5) Include plant-based fat to build a healthy meal
Just because you want to eat healthily, does not mean you have to avoid fat altogether. In fact, it is highly recommended that you include fat in every meal as it provides great satiation.
Some of the best sources of healthier fat are nuts, seeds, avocadoes, and olive oil.
Yet, if you are frying some of your food, I highly recommend you to use a good non-stick pan and try and dry fry some of your foods. This could help decrease the overall calorie level of your meals.
Instead, this will leave room for some nuts or avocados as a source of fat. In that way, you actually get to taste and chew the food and the calories you are eating.
6) Don’t eliminate carbs altogether
Many things have been said about carbohydrates and some diet plans even tell you to avoid them all. Yet, when advising you on how to build a healthy meal, I do believe in a balanced diet where there is also room for carbs.
Just be sure that the carbohydrates you include in your meals are rich in fibers and from wholefood sources.
Some good examples could be whole grain oats, rice, bread, quinoa, etc.
Furthermore, you need to take into consideration your level of activity throughout the day. If you are very active and you burn a lot of energy, it is good to add some extra carbohydrates to your diet to maintain energy. Yet, if you are sitting down most of the day you won’t need as many carbs.
7) Increase fiber in your meals
And talking about carbs… Try to think about adding more fiber to everything you eat. Whenever you eat rice, bread, pasta, etc choose the brown, wholefood option rather than refined grains.
This will help you stay full for longer and also increases the digestive process in your body.
8) Include dairy products
It is always good for you to add some dairy to your diet in order to get enough calcium and other essential nutrients.
You can, for example, add a glass of low-fat milk to one of your meals. Alternatively, you can use some nice, strongly flavored cheeses to bring more taste to your savory meals. This could be cheesed such as blue cheese or mature cheddar cheese.
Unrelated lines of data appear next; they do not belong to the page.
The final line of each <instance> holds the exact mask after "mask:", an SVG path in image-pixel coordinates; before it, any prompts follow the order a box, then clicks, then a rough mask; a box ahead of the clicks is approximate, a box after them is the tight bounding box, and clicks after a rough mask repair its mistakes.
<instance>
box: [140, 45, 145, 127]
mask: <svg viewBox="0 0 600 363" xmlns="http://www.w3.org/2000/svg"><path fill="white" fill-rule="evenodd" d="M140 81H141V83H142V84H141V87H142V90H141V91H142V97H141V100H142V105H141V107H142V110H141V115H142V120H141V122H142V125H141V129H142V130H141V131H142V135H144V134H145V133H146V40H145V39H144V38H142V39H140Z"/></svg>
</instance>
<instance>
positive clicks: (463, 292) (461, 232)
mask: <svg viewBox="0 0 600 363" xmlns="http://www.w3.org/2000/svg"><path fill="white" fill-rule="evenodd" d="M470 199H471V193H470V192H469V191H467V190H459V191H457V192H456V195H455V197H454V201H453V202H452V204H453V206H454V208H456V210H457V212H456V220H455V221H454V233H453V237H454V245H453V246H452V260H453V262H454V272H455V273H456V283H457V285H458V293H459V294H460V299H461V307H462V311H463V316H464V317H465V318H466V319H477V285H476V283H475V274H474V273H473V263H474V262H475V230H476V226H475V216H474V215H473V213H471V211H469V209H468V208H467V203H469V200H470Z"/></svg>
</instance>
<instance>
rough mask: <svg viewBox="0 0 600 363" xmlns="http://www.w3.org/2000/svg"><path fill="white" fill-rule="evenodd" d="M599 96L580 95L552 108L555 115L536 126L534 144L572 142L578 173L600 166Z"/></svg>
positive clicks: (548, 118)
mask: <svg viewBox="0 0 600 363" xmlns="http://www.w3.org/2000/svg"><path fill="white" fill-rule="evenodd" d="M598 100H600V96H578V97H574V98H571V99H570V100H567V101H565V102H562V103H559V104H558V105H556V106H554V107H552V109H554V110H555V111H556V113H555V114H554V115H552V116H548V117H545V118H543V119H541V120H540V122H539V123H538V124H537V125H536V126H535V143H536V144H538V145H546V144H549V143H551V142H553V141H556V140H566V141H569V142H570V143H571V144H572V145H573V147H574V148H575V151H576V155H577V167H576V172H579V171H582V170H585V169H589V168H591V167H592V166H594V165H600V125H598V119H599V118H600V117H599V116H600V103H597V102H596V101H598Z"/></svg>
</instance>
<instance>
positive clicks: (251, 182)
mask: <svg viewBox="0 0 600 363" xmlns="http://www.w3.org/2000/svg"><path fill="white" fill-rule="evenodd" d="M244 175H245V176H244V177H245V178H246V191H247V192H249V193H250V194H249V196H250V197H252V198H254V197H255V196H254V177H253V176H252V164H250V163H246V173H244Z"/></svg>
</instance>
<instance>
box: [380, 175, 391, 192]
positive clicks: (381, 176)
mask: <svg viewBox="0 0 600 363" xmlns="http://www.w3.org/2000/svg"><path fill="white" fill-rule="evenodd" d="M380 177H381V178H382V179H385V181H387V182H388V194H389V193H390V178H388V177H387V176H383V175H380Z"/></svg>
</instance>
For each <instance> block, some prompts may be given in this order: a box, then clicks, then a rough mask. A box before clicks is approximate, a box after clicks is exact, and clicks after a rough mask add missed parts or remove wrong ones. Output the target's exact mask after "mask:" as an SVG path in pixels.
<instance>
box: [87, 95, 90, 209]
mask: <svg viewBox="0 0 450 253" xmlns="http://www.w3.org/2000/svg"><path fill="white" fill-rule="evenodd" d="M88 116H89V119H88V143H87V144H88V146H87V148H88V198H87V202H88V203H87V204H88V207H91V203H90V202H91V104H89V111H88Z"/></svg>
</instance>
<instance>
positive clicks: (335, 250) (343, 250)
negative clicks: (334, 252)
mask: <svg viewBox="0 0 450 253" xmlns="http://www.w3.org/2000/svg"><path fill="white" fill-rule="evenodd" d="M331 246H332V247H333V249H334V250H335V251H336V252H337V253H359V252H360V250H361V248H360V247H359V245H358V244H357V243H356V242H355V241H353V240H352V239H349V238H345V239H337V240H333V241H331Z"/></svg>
9) Take control of your food
Learn about the different kinds of foods and how to read the nutrition information on the backside of each package. This is really helpful when deciding what to buy and not.
Make sure you choose food that has a low level of calories, sugar, salt, and saturated fat.
At the same time, you should not be afraid to try new food, which you have not tried before. Be curious, and interested in new types of food – you never know when you find your next favorite. Have fun and experiment with it.
You can also get tips from friends and family members. Just always try to broaden your horizons in terms of food.
10) Cook your own meal
When you cook your own meal rather than eating out, you are 100% sure what the meal includes. It gives you total control of what you want to include in your dish and thereby also what you want to put in your body.
Of course, you can also find really good, healthy alternatives when eating out. Just be sure what to look for. If in doubt, you can always ask the kitchen about the ingredients in the food they are serving.